The Lost City
Directed by: Andy Garcia
Written by: Guillermo Cabrera Infante
Starring: Garcia, Inés Sastre, Bill Murray, Enrique Murciano, Nestor Carbonell, Dustin Hoffman
At: Kendall Square
Running time: 143 minutes Rated: R (violence)
''The Lost City" is Andy Garcia's ballad to Havana during the Cuban revolution. You'll have to forgive the penthouse view, though -- it's the only one Garcia can seem to find, and that privileged vantage point does afford an entertainingly ridiculous glimpse of one affluent family that falls apart as the country does.
This is Garcia's directing debut, and at two hours and 23 minutes, it aims to be epic. Yet it's the sort of epic that aspires to tell Cuba's modern political history and celebrate its people without introducing us to a single believable character.

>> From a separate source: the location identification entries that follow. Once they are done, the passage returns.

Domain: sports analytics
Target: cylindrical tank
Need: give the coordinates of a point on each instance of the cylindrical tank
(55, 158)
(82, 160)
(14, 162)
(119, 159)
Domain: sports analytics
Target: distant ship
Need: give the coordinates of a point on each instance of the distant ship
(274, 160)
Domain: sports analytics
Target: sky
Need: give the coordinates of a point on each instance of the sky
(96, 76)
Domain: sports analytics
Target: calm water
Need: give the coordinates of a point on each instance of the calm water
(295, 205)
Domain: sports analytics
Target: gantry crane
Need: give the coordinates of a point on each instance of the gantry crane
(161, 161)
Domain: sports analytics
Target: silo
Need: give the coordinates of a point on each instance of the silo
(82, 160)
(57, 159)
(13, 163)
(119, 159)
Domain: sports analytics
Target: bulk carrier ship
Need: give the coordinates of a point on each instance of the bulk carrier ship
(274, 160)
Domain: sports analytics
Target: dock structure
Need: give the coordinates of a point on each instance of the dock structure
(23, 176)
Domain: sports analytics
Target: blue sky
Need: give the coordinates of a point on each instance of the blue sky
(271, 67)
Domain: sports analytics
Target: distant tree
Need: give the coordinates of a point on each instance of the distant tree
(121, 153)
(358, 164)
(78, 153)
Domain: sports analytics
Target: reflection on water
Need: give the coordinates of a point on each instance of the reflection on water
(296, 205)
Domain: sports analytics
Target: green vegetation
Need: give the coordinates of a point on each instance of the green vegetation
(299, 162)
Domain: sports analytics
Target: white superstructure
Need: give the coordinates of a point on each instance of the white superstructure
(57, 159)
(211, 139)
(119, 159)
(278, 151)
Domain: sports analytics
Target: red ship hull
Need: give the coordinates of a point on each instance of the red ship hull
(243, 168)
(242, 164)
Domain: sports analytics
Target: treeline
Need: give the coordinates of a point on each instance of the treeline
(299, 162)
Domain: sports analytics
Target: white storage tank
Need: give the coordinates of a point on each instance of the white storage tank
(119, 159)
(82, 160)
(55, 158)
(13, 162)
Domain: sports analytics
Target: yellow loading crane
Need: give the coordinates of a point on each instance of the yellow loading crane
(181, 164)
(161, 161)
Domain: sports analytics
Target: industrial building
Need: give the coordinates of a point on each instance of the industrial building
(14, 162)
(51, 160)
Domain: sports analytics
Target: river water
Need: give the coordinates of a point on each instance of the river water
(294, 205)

It's a family saga you can dance to. As one jolly elder gentleman declares mere minutes into the proceedings, ''My kingdom for a cha-cha-cha." Indeed.
Garcia casts himself as Fico Fellove, the smooth, extremely well-connected owner and manager of El Tropico, a hot nightclub in late-1950s Havana. Fico is a busy man. For one thing, he's fighting to keep his family together. But the changing political tide is really doing a number on his two younger brothers: Ricardo (Enrique Murciano) runs off, sprouts a beard, and joins Castro's revolution, while Luis (Nestor Carbonell), who's much more direct, personally tries to assassinate the dictator and president Fulgencio Batista (Juan Fernandez). The Fellove patriarch, played by Tomas Milian, in the only resonant performance, is old school: Why should the family flee to America? This revolution business is a fad. It'll pass.
Fico's political ambitions don't appear to extend further than his snazzy ascots. He tries lecturing the volatile Ricardo, but his words come out as testy cookie fortunes. ''What you need," he says, ''is a little evolution, not revolution" -- and something expensive to tie around your neck is always a nice, civilizing touch.
Garcia's filmmaking doesn't delve much deeper. True, he's working with a watery script by novelist Guillermo Cabrera Infante that's too restless to do or say much of anything about Cuba's political upheaval other than there was one. But rarely has even a poorly written epic been brought to the screen with such a lack of artistic conviction.
Luis's attempt to take out Batista should have been a thrilling centerpiece. But as Luis and his buddies storm the palace with the sound of gunfire echoing through its halls, Batista prissily sits at his desk with his loyal assistant by his side and asks, ''What is that?" For a moment, it's like watching Mr. Burns snivel at Smithers. That sequence is juxtaposed with the Afro-Cuban dance number (as nearly all the important political passages are) at Fico's club. When Batista finally hightails it out of the country, I was almost overtaken with a wave of envy.
It's unfortunate that ''The Lost City" brings to mind the powerful and eloquent passage in ''The Godfather: Part II" where Michael Corleone goes to Havana for a mob deal intended to suck the island dry before the revolution and winds up seeing a Cuban guerrilla blow himself up. Nothing in Garcia's movie approaches the complicated sense of fatalism and hope in that sequence.
Instead of fraternizing with, heaven forbid, an average Cubano or two, the movie overdoses on Bill Murray, as Fico's American buddy, who stinks up the film with his droll witticisms. We get a gratuitous scene or two with Dustin Hoffman as gangster Meyer Lansky and a torturous love story between Fico and his brother's gorgeous wife (Inés Sastre). And we never do get a clear explanation of why some characters randomly speak Spanish while everyone else in the film talks in perfect English.
Garcia seems to have used every foot of film he was able to shoot. But the only true descriptive scenes of the revolution and its grim events are courtesy of the 30 seconds or so of archival footage. However, Castro's minions do come crashing down on El Tropico in the form of a butch Elizabeth Peña, who outlaws all saxophones.
Her ordinance underscores that we're watching the work of a limousine proletarian. It also brings to mind something Fico observes about Havana's demise. It's ''no longer a capital city," he laments, ''It's a capital sin." You might say the same about what Garcia's done with the place.